Schwarz’s missionary service focused on the Pimas of central Arizona, the Papagos (Tohono O’odham) of the south, and the Apaches in the Whiteriver area of the north. The photographs are organized into sections titled “Mission to Pimería,” "Mission to Papaguería,“ and ”Mission to Apachería.“ Schwarz built a number of chapels on the reservations, and many of the mission buildings he photographed no longer exist. Etter and her staff visited the reservations and took color photographs of the remaining buildings as they appeared at the beginning of the twenty- first century. These are included and described separately in each section. Etter writes, ”Most churches, many now eighty years old, remain a central part of the village, see regular use, and have been well cared for."

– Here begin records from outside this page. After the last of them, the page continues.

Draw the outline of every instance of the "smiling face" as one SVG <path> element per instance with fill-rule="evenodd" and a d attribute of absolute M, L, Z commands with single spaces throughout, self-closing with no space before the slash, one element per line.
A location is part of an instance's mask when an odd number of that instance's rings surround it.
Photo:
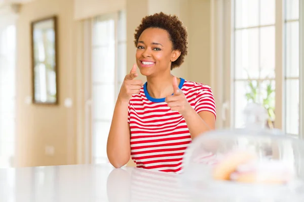
<path fill-rule="evenodd" d="M 180 52 L 172 50 L 168 32 L 149 28 L 142 32 L 137 43 L 136 63 L 141 74 L 156 76 L 168 72 L 171 62 L 178 58 Z"/>

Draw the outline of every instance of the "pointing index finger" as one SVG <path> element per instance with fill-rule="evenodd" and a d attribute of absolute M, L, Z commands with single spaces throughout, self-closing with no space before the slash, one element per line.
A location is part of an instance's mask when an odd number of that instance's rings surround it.
<path fill-rule="evenodd" d="M 173 90 L 174 90 L 174 94 L 179 94 L 179 93 L 180 93 L 180 89 L 178 87 L 178 84 L 177 84 L 177 79 L 176 77 L 173 77 L 172 85 L 173 86 Z"/>

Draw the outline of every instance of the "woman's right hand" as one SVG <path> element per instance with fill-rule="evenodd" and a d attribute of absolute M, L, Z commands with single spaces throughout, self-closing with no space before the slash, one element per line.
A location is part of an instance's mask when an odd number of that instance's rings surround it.
<path fill-rule="evenodd" d="M 135 64 L 130 74 L 125 77 L 125 79 L 122 85 L 120 92 L 119 92 L 119 98 L 129 102 L 132 98 L 133 94 L 138 94 L 142 87 L 142 81 L 134 79 L 138 75 L 136 73 L 136 64 Z"/>

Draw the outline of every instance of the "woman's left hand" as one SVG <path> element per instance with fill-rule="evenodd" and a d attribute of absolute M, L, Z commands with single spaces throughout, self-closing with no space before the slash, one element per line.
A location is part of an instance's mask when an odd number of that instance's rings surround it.
<path fill-rule="evenodd" d="M 183 116 L 192 107 L 181 90 L 178 88 L 176 77 L 173 77 L 172 84 L 174 90 L 173 94 L 166 97 L 165 102 L 168 104 L 168 106 L 172 111 L 177 111 Z"/>

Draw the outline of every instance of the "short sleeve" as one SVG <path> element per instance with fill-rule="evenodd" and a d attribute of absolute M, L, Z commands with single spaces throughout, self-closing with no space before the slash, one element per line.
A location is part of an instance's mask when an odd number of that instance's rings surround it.
<path fill-rule="evenodd" d="M 128 123 L 130 123 L 130 103 L 131 102 L 131 100 L 129 102 L 129 104 L 128 104 Z"/>
<path fill-rule="evenodd" d="M 195 109 L 198 113 L 202 111 L 210 112 L 216 117 L 215 102 L 210 86 L 204 85 L 198 90 Z"/>

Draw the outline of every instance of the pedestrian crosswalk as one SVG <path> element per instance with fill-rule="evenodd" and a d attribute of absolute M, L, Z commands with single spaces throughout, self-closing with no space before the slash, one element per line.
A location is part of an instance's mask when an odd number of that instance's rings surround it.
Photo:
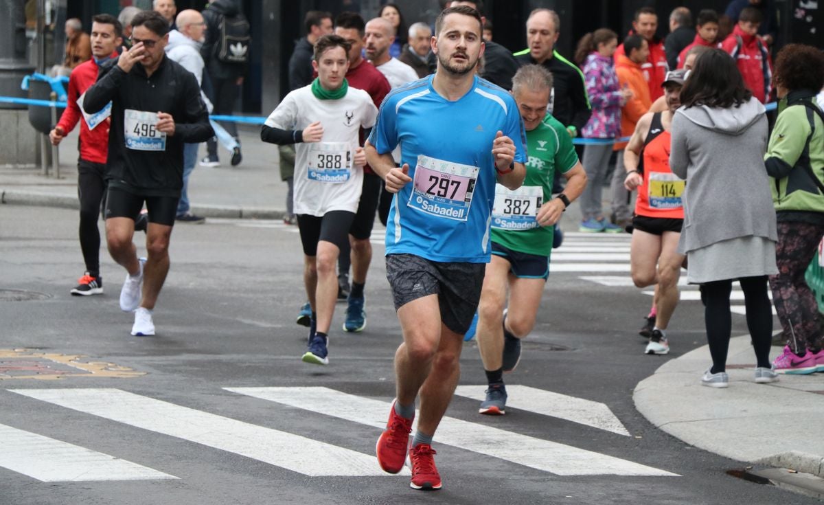
<path fill-rule="evenodd" d="M 313 419 L 321 422 L 326 419 L 330 432 L 355 432 L 359 429 L 365 437 L 372 435 L 376 440 L 386 423 L 391 405 L 386 399 L 350 394 L 325 387 L 222 389 L 255 399 L 252 401 L 266 402 L 259 407 L 274 403 L 318 414 L 313 416 Z M 480 385 L 463 386 L 458 394 L 475 398 L 483 389 Z M 143 443 L 147 445 L 152 443 L 151 434 L 154 434 L 240 455 L 308 477 L 393 477 L 381 470 L 374 453 L 362 452 L 363 448 L 344 447 L 296 435 L 286 429 L 239 421 L 209 413 L 208 407 L 199 410 L 149 395 L 110 388 L 9 389 L 7 391 L 32 401 L 49 404 L 54 408 L 65 408 L 139 428 L 150 433 L 141 436 Z M 519 389 L 518 386 L 513 386 L 512 399 L 513 409 L 545 416 L 557 413 L 559 418 L 609 432 L 611 434 L 607 436 L 629 436 L 620 422 L 602 404 L 534 388 Z M 530 399 L 533 401 L 527 401 Z M 55 410 L 49 414 L 56 418 L 60 413 Z M 587 417 L 592 419 L 584 418 Z M 475 463 L 478 461 L 478 455 L 483 455 L 557 475 L 678 476 L 615 455 L 495 427 L 486 421 L 485 418 L 469 422 L 445 417 L 438 430 L 437 442 L 474 453 L 472 460 Z M 346 422 L 352 426 L 347 426 Z M 77 429 L 83 429 L 82 424 L 78 426 Z M 105 432 L 98 429 L 95 437 L 105 437 Z M 161 443 L 160 440 L 157 443 Z M 116 446 L 115 441 L 114 446 Z M 107 446 L 113 446 L 109 444 Z M 116 452 L 116 450 L 110 452 Z M 148 468 L 116 455 L 0 424 L 0 468 L 43 482 L 179 479 L 164 471 L 164 463 L 159 463 L 157 469 Z M 404 469 L 400 474 L 408 476 L 409 470 Z"/>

The exhibition Web site is attractive and easy to navigate. The home page links to nine main sections. In addition to the mission photographs, the site includes a helpful biography of Schwarz, an interactive map of Arizona missions linking to the photographs, and a list of references cited. Visitors are encouraged to provide feedback via a “Comments” e-mail link.
Father Schwarz’s photographs provide rare visual documentation of Catholic missionary activities among Arizona Indians in the first half of the twentieth century. They will be of interest to anthropologists, ethnohistorians, and historians of religion and architecture in the American Southwest. Etter and her colleagues are to be congratulated for bringing Schwarz’s photographs to light in such a thoughtful and timely way. Mission to Arizona should serve as a model for archivists seeking to make their visual collections more widely known and accessible.